Messiaen wrote his own free-verse text - a melange of sacred and erotic imagery. His setting for women's choir, strings and percussion, plus obligato piano and ondes Martenot to add electronic swoonings, is an extraordinary mix of birdsong and tribal dance rhythms with sugary French harmony. Yet with Steven Osborne glittering at the piano, Cynthia Millar soulful on the ondes and Donald Runnicles pacing the whole 35 minutes with immaculate timing, the visionary vividness of it all was hugely enjoyed.

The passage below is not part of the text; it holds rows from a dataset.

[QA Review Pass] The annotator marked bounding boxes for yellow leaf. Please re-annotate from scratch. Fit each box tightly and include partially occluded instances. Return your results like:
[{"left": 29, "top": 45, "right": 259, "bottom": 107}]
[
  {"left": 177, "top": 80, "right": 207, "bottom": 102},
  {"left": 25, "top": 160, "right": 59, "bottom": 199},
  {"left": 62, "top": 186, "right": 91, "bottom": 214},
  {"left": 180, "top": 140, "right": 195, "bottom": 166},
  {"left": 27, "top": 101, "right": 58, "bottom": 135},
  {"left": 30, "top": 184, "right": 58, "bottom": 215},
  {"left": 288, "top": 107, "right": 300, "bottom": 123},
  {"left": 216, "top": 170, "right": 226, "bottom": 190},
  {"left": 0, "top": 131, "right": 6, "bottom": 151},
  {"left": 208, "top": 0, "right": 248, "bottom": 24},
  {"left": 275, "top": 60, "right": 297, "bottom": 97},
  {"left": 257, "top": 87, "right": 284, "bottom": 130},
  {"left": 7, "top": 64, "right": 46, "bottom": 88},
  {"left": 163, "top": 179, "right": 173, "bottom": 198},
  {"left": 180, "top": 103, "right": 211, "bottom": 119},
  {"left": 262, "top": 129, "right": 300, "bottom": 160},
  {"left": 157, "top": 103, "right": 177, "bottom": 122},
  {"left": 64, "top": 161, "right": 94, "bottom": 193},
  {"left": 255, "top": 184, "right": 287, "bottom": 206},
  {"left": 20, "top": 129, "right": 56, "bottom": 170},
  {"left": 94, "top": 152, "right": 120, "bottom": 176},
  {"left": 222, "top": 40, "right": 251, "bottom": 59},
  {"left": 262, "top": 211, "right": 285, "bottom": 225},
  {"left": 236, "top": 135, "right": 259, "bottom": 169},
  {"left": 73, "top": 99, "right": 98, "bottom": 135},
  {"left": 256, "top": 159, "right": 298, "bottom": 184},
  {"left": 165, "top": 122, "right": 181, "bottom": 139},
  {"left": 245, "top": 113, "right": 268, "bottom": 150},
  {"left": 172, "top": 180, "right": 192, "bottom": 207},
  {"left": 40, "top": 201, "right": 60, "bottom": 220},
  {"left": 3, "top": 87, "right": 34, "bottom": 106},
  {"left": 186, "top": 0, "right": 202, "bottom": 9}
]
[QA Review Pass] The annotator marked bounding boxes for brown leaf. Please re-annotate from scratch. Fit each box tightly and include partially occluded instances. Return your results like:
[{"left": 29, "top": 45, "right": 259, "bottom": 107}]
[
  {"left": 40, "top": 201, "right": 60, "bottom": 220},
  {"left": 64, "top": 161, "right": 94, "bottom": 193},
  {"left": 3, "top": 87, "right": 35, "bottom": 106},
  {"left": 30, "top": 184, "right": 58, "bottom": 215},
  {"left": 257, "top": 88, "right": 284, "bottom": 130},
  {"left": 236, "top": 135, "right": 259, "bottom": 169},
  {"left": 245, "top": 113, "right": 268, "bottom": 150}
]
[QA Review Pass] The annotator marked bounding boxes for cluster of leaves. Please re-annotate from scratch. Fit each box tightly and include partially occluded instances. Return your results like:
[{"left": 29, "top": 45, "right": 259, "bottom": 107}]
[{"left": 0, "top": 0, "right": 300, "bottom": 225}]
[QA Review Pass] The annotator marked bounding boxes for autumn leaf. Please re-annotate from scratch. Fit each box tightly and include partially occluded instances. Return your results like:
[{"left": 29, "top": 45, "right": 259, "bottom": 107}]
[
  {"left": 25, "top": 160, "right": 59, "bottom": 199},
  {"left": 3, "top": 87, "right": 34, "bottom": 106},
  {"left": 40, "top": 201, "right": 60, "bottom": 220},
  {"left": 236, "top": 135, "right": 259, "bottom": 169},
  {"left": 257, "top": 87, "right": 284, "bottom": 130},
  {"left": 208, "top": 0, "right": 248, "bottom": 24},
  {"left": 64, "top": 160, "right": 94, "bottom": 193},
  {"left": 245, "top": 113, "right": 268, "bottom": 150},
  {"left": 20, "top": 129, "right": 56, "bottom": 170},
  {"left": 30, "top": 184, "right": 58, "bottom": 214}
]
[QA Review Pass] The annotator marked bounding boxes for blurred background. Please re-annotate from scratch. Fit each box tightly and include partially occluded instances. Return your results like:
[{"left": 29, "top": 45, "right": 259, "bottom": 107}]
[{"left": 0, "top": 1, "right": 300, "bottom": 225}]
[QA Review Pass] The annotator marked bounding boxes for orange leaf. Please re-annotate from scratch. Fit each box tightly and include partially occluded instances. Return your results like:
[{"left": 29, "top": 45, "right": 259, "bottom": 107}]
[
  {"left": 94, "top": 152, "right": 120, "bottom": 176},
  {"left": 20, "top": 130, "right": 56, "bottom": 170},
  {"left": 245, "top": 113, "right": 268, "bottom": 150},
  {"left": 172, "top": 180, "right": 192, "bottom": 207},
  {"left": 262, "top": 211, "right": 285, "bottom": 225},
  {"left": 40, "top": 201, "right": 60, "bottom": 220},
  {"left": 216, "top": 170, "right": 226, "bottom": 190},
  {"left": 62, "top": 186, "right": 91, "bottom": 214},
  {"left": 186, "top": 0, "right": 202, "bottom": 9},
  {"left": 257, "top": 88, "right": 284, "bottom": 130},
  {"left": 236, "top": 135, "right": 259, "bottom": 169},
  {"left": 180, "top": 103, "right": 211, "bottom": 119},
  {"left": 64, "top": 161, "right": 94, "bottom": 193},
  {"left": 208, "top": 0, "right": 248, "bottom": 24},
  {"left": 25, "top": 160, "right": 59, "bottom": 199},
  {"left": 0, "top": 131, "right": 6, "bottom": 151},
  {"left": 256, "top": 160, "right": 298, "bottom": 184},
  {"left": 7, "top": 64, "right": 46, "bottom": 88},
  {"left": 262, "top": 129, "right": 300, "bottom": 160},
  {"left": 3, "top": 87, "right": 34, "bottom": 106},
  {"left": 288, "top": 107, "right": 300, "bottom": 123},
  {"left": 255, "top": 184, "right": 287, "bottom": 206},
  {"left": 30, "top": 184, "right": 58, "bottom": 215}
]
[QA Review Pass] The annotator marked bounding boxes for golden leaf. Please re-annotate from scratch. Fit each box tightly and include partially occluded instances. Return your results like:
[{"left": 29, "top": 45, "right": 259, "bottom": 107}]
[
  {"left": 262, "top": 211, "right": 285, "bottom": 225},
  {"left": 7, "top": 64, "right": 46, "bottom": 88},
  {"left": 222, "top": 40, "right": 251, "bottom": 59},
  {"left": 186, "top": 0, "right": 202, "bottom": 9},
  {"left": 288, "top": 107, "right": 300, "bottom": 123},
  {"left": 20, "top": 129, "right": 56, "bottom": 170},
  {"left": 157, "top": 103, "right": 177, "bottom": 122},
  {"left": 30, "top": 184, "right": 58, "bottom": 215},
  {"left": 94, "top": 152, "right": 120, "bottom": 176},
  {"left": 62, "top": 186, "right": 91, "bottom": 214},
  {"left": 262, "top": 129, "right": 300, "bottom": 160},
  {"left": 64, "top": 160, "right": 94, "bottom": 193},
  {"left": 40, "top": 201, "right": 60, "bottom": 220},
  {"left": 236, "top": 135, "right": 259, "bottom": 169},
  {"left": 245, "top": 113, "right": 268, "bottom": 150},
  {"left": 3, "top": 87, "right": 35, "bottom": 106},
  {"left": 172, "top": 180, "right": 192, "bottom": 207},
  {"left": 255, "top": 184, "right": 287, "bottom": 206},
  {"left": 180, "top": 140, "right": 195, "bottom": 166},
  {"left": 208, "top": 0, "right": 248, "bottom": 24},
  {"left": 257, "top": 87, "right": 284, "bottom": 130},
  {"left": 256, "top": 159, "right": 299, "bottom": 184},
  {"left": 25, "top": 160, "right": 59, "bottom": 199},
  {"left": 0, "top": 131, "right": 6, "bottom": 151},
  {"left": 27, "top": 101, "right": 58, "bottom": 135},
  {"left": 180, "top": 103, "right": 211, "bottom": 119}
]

After this, the gentle plainsong contours of the Duruflé, sustained on Fauré-like harmonies, revealed a composer unquestioningly at one with his tradition. Yet, as the Requiem unfolds, Duruflé's individuality duly emerges. Compared to the minimally varied repetitiousness of Messiaen, for instance, he is tellingly concise. It takes him only a few bars to build a texture of overwhelming power in his "Sanctus" or to evoke the illimitable calm of his "In paradisum".

Yet there is never a suspicion of short windedness: the brief soprano and baritone solos may comprise only a few phrases each, but sung, as here, with the compassion of Sarah Connolly and the eloquence of Christopher Maltman, they have the impact of substantial numbers. And such is Duruflé's skill, that a work one would have thought cried out for a resonant church acoustic sounded no less sonorous and full in the dryness of the Barbican, as potently realised by the BBC Symphony Orchestra and Chorus, under Runnicles' measured sway.

Do not miss the Radio 3 relay of this moving concert on Wednesday.